Dimensionality reduction of local structure in glassy binary mixtures
Daniele Coslovich, Robert L. Jack, Joris Paret

TL;DR
This paper explores how unsupervised learning methods, like PCA and neural autoencoders, can effectively reduce the complexity of structural descriptors in glassy binary mixtures, revealing key features linked to particle mobility.
Contribution
It demonstrates that simple collective variables can capture most structural fluctuations and compares PCA with neural autoencoders, highlighting interpretability and effectiveness in glassy systems.
Findings
Few collective variables explain bulk structural fluctuations.

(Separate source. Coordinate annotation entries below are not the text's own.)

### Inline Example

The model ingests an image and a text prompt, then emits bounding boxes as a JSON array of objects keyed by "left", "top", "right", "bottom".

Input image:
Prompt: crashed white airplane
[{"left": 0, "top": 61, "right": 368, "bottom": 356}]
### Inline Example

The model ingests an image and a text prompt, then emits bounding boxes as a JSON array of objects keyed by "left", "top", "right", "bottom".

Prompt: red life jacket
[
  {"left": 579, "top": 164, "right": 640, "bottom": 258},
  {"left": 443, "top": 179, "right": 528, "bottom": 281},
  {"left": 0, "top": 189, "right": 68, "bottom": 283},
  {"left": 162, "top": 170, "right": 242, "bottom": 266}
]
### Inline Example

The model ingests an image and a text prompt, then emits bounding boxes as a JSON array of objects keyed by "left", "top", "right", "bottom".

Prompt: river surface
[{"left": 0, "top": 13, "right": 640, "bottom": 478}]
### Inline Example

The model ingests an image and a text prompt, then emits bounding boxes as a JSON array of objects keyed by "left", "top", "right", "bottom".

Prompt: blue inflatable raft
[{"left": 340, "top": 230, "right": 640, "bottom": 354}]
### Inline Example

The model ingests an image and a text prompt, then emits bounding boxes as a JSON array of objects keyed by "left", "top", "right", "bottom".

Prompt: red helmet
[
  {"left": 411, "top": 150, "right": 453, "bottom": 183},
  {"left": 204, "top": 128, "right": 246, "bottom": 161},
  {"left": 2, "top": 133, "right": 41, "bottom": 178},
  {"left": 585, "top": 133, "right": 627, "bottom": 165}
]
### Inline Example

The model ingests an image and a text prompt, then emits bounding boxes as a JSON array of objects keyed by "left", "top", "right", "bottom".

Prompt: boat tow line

Bond-orientational descriptors relate to particle mobility.
PCA and neural autoencoders yield similar results.
Abstract
We consider unsupervised learning methods for characterizing the disordered microscopic structure of supercooled liquids and glasses. Specifically, we perform dimensionality reduction of smooth structural descriptors that describe radial and bond-orientational correlations, and assess the ability of the method to grasp the essential structural features of glassy binary mixtures. In several cases, a few collective variables account for the bulk of the structural fluctuations within the first coordination shell and also display a clear connection with the fluctuations of particle mobility. Fine-grained descriptors that characterize the radial dependence of bond-orientational order better capture the structural fluctuations relevant for particle mobility, but are also more difficult to parametrize and to interpret. We also find that principal component analysis of bond-orientational order…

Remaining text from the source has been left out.